Но военный, само собой разумеется, ничего об этом не знал, сидел сейчас за спиной Васи-Коня и говорил, говорил, не умолкая:

— Тонечка, вы представляете, я стал наблюдать за собой какие-то странности. На днях зашел в магазин господина Литвинова и купил очень красивую рамочку для портрета. Принес ее домой, поставил на комод и думаю: а зачем я ее купил? У меня нет никакого портрета, чтобы вставить в эту рамочку. И только сегодня понял: там должна быть ваша фотографическая карточка. Вы меня понимаете? Вы мне подарите такую карточку?

— Я подумаю, — отозвалась Тонечка, и в голосе у нее явственно прозвучала тревога. — Максим, давайте вернемся обратно. Я хочу домой!

— Что вы, Тонечка, посмотрите, такая красота!

— Я хочу домой!

«Испугалась, сердешная, — с умилением думал Вася-Конь, — да ты не пугайся, я за тебя кому хошь глаз вырву!»

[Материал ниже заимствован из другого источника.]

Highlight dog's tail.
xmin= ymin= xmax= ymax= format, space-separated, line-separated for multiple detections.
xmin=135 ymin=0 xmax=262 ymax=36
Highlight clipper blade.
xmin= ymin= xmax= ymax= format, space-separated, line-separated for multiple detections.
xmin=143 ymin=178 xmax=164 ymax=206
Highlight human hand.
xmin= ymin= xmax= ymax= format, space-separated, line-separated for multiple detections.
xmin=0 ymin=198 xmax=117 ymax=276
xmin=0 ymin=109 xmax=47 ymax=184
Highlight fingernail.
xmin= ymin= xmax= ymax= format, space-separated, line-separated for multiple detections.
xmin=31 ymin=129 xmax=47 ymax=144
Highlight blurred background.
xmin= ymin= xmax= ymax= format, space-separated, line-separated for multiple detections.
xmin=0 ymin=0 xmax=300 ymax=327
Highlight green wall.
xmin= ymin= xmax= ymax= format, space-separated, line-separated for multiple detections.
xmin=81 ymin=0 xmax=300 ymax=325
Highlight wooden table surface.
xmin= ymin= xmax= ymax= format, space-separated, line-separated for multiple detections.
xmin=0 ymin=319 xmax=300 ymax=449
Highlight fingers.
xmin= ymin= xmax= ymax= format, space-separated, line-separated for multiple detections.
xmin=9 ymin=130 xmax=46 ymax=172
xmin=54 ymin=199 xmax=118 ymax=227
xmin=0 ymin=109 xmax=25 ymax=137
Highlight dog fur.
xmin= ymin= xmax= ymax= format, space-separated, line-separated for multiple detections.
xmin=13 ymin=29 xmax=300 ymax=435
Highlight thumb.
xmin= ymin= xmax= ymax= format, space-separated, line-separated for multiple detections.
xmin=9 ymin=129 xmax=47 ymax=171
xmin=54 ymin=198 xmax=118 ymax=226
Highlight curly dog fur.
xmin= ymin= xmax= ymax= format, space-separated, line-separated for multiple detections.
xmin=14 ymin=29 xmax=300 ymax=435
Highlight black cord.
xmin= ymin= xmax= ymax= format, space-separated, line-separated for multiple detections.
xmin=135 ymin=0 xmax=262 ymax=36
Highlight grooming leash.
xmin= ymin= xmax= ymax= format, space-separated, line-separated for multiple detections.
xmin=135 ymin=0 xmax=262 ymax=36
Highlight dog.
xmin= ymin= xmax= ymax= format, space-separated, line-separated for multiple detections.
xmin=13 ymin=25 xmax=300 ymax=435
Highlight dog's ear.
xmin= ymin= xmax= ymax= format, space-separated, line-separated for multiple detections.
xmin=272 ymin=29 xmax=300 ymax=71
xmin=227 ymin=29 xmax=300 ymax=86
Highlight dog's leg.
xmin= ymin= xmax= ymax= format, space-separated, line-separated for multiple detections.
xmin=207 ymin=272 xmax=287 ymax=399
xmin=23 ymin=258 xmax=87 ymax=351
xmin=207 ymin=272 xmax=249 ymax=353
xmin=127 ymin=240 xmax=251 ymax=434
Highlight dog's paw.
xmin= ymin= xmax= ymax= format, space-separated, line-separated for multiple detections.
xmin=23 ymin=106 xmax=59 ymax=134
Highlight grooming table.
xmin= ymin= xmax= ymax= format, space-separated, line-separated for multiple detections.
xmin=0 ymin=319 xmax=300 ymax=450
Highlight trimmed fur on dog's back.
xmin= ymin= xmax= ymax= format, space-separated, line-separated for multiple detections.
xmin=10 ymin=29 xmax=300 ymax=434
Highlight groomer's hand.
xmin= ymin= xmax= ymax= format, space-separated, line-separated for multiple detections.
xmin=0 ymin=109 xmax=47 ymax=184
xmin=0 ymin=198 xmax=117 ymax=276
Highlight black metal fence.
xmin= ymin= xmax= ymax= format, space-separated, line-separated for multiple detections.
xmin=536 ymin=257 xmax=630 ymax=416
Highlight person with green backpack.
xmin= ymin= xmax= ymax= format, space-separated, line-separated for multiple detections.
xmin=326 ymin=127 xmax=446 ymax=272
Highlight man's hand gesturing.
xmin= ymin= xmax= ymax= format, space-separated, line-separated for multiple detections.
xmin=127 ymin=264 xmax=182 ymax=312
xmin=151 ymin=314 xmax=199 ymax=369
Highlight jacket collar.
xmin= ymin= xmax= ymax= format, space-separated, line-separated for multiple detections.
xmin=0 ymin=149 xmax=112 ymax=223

— Эй, любезный, давай обратно поворачивай, — скомандовал Максим, и Вася-Конь стал придерживать лошадь, чтобы развернуться, но тут увидел, что из-за поворота выскочил какой-то человек. Он отчаянно размахивал руками и бежал навстречу, тяжело оскальзываясь на гладко прикатанной дороге. Вот подбежал совсем близко, и Вася-Конь узнал Чукеева. Еще не успев ни о чем подумать, он оглушительно свистнул, и лошадь, прижав уши, словно от внезапного выстрела, рванулась, махом перескочила с мелкой и неторопкой рыси в крутой галоп.

— Стой, любезный, ты куда?! — закричал Максим.

— Останови, сволочь! Я пристав! Останови! — голосил Чукеев, не переставая размахивать руками.

Но Вася-Конь уже никого не слышал. Он успел обернуться назад, словно кто его в бок толкнул: глянь! — и явственно разглядел: со стороны города, вразнобой рассыпавшись во всю ширину дороги, наметом шли конные стражники. «По мою душу, не иначе!»

Надо было спасаться.

— Стой! Я приказываю тебе — стой! — лающим голосом, будто отдавал команду, Максим еще раз попытался остановить Васю-Коня, но, увидев, что лошадь после крика только прибавила ходу, схватил его за плечо, рванул, пытаясь свалить себе под ноги и отобрать вожжи.

Эх, господин прапорщик, не следовало бы этого делать! Не занюханный городской извозчик, тюха-матюхой, сидел на облучке, а бывалый, несмотря на молодость, и матерый конокрад, который не раз побывал в смертельных переделках и вышел из них целым. Вася-Конь закусил зубами мерзлые вожжи, ухватил Максима за кисть руки, крутнул и рванул ее на себя; чуть пригнулся, принимая на спину враз ослабевшее тело, и резким толчком выкинул его из кошевки. Только яркие стальные подковки мелькнули на каблуках добротных сапог.